Benjamin Thompson

Benjamin Thompson (1753 – 1814)

British

Sir Benjamin ThompsonCount Rumford (March 26, 1753 – August 21, 1814) was an American-born British physicist and inventor.

Thompson was born in rural Woburn, Massachusetts, on March 26, 1753; his birthplace is preserved as a museum.

He served as lieutenant-colonel of the King's American Dragoons, part of the British Loyalist forces, during the American Revolutionary War.

After the end of the war he moved to London, where his administrative talents were recognized when he was appointed a full Colonel, and in 1784 he received a knighthood from King George III.

He later moved to Bavaria and entered government service there, being appointed Bavarian Army Minister and re-organizing the army, and, in 1791, was made a Count of the Holy Roman Empire.

He was educated mainly at the village school, although he sometimes walked to Cambridge near ten miles distant with the older Loammi Baldwin to attend lectures by Professor John Winthrop of Harvard College.

Thompson excelled at his trade, and coming in contact with refined and well educated people for the first time, adopted many of their characteristics including an interest in science.

When the American Revolutionary War began Thompson was a man of property and standing in New England and was opposed to the uprising.

Thompson was welcomed by the British to whom he gave valuable information about the American forces, and became an advisor to both General Gage and Lord George Germain.

In 1785, he moved to Bavaria where he became an aide-de-camp to the Prince-elector Charles Theodore.

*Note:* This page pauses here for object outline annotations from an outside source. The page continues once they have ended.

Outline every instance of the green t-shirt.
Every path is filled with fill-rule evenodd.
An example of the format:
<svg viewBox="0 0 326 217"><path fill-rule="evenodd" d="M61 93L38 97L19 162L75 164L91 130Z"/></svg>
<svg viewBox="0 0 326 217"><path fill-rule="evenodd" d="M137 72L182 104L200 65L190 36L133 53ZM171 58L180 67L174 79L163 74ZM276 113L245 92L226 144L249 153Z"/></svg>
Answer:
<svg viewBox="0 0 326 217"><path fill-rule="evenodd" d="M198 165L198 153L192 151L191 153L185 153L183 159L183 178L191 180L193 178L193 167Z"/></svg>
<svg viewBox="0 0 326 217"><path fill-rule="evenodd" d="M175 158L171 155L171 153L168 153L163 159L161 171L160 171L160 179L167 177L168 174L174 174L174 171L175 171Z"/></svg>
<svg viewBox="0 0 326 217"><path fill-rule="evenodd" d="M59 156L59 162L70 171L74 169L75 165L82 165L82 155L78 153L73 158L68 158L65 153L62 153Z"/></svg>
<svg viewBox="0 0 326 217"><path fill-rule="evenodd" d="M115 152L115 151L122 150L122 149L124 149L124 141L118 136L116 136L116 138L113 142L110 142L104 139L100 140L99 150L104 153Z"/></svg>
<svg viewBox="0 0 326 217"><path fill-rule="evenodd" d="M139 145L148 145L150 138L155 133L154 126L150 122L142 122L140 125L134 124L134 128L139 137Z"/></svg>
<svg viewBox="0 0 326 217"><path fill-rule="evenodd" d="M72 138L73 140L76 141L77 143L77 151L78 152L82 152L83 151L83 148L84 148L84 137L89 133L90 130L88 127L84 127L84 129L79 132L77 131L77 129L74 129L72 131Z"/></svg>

He spent eleven years in Bavaria, reorganizing the army and establishing workhouses for the poor.

He studied methods of cooking, heating, and lighting, including the relative costs and efficiencies of wax candles, tallow candles, and oil lamps.

He was elected a Foreign Honorary Member of the American Academy of Arts and Sciences in 1789. For his efforts, in 1791 Thompson was made a Count of the Holy Roman Empire.

He took the name "Rumford" for Rumford, New Hampshire, which was an older name for the town of Concord where he had been married, becoming Reichsgraf von Rumford (English: Count Rumford).

He is considered as the founder of the sous-vide food preparation method due to his experiment with a mutton shoulder. He described this method in one of his essays.

Thompson was an active and prolific inventor, developing improvements for chimneys, fireplaces and industrial furnaces, as well as inventing the double boiler, a kitchen range, and a drip coffeepot.

After 1799, he divided his time between France and England. With Sir Joseph Banks, he established the Royal Institution of Great Britain in 1799. The pair chose Sir Humphry Davy as the first lecturer. 

Thompson endowed the Rumford medals of the Royal Society and the American Academy of Arts and Sciences, and endowed a professorship at Harvard University.

In 1803, he was elected a foreign member of the Royal Swedish Academy of Sciences.

In 1804, he married Marie-Anne Lavoisier, the widow of the great French chemist Antoine Lavoisier, his American wife—the one he abandoned in America upon the outbreak of the American Revolution—having died since his emigration.

Thompson separated from his second wife after 3 years, but Thompson settled in Paris and continued his scientific work until his death on August 21, 1814.